One thing The TLC Story does not gloss over is the crappy, 56-cents-per-unit-sold deal the best-selling girl group of all time got with LaFace Records. Stone helped producers T-Boz and Chilli show their work, too, with on-screen arithmetic that even viewers who hated math class can understand.

It feels like the two surviving members of TLC had a checklist they want to assure fans and views of: they didn’t care much for their early manager Perri ‘Pebbles’ Reid, the L.A. Reid wife and collaborator who wanted to put heels and skirts on TLC from its jump off. The girls’ resistance to it is a pivotal moment that turned TLC from a talented group to an iconic one.

“Girls in this business are chewed up and tossed out,” Pebbles says in The TLC Story. “So you got to be respected and flawless.”

And they were! Until her shame-y part about “loose girls,” she seems like a tough-but-fair mentor. But she becomes more and more controlling, even exploitative, over the group. H

And then there’s the bleakness of the Left Eye saga. All the dramatized footage of Left Eye’s spiritual retreat among the clear waters of Honduras should feel pensive and peaceful, as the rapper finds an elusive spiritual peace. But any viewer who knows anything about TLC knows that her untimely death looms over these scenes like a darkness. In these final moments, Lil’ Mama’s performance is stark and vulnerable, understated and sweet.

As much as Left Eye was known as a charismatic rapper, The TLC Story also portrays her as a visionary too (“crazy creative,” T-Boz says). Lopes envisions Fanmail’s sci-fi aesthetic over 10 years before it finally came to pass. It’s well-placed precedent for Left Eye’s creative restlessness with the group.

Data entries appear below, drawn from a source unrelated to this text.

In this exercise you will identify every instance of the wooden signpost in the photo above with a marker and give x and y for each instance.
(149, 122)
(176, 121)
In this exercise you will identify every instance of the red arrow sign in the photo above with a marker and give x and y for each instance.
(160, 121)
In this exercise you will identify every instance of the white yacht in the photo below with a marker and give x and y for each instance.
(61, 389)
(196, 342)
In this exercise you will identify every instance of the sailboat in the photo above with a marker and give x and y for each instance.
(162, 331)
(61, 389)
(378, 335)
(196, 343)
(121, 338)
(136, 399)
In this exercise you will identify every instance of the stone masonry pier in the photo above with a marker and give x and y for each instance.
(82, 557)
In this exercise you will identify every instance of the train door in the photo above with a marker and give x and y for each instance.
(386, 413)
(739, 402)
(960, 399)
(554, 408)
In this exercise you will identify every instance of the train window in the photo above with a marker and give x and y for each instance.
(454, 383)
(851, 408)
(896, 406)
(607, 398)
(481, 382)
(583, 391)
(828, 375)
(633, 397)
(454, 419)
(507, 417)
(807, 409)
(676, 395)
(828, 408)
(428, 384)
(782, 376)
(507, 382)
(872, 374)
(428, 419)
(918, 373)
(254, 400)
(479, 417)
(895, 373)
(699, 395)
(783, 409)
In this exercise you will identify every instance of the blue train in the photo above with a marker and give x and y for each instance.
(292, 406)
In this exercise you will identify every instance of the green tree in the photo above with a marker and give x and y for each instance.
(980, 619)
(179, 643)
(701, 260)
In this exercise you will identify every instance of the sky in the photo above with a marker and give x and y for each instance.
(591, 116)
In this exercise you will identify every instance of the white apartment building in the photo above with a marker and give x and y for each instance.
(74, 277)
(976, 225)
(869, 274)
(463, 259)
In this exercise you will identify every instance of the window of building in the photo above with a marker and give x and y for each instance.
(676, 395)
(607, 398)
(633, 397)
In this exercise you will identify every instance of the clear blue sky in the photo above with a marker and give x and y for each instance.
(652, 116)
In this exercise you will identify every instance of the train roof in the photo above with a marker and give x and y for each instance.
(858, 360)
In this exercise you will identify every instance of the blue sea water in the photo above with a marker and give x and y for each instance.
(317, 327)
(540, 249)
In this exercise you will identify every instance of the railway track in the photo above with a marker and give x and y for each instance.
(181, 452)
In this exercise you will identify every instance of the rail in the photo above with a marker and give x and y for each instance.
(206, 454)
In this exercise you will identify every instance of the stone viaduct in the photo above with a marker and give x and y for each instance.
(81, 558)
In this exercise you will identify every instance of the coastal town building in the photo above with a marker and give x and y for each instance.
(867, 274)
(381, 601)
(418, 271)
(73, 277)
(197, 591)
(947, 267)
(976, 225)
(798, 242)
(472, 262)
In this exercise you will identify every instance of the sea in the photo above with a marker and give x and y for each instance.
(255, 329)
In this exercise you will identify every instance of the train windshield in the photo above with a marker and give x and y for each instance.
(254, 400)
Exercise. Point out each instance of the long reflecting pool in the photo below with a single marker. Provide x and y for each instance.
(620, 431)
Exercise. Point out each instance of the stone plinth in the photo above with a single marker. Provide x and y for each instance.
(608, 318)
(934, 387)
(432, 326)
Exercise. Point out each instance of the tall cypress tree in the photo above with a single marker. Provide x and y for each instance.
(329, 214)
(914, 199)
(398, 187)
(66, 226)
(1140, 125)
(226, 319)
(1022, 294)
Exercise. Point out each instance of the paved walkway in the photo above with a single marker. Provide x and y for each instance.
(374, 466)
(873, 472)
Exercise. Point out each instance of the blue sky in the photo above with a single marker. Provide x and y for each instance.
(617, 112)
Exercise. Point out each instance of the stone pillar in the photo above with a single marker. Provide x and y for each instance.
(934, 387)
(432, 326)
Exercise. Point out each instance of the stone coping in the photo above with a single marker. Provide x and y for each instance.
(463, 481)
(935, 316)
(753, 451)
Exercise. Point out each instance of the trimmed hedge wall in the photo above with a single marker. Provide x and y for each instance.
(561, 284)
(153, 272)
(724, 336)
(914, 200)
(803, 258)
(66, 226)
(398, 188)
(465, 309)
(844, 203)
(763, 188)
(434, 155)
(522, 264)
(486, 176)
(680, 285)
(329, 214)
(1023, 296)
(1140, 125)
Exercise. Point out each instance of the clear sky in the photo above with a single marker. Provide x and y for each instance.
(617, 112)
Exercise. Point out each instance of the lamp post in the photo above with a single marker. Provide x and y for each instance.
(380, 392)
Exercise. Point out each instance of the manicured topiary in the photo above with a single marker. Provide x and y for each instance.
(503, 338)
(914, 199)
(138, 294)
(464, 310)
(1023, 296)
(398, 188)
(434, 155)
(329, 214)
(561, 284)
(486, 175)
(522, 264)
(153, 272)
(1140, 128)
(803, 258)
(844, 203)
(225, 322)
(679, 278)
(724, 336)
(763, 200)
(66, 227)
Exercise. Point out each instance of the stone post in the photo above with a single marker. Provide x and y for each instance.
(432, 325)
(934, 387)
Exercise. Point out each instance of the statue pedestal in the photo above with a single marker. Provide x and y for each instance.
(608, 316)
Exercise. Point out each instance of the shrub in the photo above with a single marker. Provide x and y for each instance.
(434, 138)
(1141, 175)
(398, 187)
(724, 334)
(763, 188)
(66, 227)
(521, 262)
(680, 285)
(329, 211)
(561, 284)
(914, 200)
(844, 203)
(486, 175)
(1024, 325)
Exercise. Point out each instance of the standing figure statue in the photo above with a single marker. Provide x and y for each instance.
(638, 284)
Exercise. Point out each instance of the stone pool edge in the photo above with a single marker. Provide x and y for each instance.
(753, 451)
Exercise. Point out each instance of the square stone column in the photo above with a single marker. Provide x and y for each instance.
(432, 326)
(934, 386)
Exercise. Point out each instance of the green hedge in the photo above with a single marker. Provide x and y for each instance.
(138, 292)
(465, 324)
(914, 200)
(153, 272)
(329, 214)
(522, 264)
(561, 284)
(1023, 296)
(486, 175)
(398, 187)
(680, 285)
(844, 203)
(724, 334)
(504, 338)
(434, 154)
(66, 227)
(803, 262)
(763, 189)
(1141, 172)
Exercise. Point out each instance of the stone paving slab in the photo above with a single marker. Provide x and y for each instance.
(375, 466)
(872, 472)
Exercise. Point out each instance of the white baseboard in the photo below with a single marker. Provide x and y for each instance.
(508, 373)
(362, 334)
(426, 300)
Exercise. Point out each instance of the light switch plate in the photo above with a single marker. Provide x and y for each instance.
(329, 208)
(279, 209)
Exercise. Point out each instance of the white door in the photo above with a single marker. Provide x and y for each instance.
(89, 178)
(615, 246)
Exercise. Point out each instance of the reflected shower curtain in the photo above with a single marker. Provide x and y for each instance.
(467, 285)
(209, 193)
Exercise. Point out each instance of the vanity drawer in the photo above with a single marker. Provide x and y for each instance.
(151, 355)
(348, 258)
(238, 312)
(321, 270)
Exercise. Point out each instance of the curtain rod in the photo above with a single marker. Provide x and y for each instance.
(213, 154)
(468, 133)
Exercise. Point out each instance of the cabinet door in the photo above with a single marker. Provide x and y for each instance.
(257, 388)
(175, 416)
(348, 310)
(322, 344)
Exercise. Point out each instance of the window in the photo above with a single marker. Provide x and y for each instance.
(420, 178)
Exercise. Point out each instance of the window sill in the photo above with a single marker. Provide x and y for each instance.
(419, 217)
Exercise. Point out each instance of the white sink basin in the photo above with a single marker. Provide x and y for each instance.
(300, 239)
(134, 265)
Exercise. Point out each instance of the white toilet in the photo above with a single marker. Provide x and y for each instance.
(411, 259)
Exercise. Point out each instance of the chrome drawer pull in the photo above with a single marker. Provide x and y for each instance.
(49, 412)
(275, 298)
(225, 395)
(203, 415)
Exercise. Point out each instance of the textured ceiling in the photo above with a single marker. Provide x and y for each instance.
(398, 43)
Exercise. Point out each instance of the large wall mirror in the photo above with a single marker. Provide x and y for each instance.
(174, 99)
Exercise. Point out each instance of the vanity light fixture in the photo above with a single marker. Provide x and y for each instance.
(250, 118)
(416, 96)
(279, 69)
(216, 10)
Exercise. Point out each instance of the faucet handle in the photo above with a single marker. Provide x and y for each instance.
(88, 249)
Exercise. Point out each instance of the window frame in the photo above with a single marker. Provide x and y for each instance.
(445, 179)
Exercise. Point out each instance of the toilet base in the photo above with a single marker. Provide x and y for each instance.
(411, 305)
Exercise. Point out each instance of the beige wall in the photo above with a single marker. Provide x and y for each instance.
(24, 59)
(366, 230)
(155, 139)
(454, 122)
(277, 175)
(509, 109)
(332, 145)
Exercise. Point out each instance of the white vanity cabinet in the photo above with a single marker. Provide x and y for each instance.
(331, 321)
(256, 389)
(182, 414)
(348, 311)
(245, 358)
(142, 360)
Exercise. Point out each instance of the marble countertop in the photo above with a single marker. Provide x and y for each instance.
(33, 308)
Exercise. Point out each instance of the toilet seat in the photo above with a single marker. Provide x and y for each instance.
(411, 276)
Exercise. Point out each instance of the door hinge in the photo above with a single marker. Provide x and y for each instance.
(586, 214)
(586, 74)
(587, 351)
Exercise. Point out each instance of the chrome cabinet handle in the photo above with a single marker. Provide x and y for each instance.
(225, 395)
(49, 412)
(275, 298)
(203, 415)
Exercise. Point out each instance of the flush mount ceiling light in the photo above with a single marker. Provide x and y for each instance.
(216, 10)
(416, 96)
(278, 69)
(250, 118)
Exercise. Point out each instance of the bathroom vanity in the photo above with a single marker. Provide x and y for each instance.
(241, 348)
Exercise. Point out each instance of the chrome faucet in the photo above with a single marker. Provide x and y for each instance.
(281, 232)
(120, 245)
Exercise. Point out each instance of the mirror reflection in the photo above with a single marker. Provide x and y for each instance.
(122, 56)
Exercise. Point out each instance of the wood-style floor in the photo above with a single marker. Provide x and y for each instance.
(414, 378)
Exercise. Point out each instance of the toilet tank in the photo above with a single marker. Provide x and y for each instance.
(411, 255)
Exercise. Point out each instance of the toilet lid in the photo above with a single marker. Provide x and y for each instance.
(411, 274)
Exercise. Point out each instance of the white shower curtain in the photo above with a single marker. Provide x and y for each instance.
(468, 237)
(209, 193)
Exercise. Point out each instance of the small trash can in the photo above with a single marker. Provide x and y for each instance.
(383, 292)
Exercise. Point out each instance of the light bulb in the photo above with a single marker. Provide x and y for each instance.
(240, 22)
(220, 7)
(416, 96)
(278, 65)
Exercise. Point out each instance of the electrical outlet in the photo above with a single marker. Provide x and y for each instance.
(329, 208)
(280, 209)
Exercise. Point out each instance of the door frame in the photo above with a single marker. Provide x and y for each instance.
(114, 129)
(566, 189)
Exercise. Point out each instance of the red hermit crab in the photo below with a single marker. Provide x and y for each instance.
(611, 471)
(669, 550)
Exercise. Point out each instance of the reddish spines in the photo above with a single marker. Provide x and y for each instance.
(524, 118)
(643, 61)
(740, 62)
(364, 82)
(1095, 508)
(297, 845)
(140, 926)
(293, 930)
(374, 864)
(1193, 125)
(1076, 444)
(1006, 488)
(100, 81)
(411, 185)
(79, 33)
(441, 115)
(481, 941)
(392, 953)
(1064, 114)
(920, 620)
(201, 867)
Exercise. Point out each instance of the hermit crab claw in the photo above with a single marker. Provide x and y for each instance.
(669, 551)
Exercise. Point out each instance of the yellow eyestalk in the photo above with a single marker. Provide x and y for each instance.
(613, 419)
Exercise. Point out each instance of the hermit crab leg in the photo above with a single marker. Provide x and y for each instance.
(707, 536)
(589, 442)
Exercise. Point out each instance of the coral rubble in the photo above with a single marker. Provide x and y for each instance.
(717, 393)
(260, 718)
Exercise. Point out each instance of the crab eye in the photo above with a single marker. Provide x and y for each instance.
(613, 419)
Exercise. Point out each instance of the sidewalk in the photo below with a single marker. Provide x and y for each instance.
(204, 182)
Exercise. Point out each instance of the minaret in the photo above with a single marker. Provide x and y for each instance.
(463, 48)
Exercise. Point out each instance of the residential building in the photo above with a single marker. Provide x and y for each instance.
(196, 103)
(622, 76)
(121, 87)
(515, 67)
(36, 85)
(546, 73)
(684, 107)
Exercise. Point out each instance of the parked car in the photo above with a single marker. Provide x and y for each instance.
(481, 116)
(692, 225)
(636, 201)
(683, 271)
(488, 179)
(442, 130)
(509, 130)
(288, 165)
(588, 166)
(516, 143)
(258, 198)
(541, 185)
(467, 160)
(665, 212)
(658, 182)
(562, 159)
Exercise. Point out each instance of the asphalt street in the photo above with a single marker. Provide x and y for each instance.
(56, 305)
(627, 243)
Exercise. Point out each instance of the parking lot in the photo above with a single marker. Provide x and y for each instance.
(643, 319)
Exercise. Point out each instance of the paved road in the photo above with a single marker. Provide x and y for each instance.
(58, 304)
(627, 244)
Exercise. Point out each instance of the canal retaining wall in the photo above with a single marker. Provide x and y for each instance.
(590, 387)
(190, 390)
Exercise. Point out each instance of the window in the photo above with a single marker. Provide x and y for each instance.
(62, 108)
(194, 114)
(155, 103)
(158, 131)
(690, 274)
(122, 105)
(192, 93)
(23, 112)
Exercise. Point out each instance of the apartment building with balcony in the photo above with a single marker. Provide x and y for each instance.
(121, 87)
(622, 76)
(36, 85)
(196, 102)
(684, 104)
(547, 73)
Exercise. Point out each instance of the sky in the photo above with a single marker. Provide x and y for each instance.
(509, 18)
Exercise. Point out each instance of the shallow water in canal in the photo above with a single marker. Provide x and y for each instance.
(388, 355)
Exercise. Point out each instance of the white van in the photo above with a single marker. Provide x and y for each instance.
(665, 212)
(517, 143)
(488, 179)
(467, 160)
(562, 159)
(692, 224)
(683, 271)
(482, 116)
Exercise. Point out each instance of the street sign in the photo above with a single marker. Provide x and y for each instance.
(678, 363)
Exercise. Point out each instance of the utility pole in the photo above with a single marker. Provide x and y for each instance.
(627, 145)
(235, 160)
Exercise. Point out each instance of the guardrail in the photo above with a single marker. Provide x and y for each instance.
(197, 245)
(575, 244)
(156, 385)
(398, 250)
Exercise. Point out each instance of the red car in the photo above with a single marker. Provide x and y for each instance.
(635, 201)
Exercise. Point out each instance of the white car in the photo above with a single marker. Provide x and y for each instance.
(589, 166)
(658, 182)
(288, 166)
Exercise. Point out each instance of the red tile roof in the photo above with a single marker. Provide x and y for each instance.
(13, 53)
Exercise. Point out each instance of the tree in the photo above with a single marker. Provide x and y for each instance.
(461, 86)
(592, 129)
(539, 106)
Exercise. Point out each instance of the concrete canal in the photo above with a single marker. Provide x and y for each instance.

As much as this was a recounting of TLC’s career, the movie was at its heart a memorial for Left Eye. To this day, her absence leaves a hole in the middle of TLC that will never be totally filled. But ten years after Left Eye’s tragic death, when the actresses playing T-Boz and Chilli dissolve into the actual, modern-day T-Boz and Chilli, that’s what the remaining members are trying to do: fill that hole. And make more tunes for their fans. And, to quote TLC’s R&B contemporary Mary J. Blige, no more drama.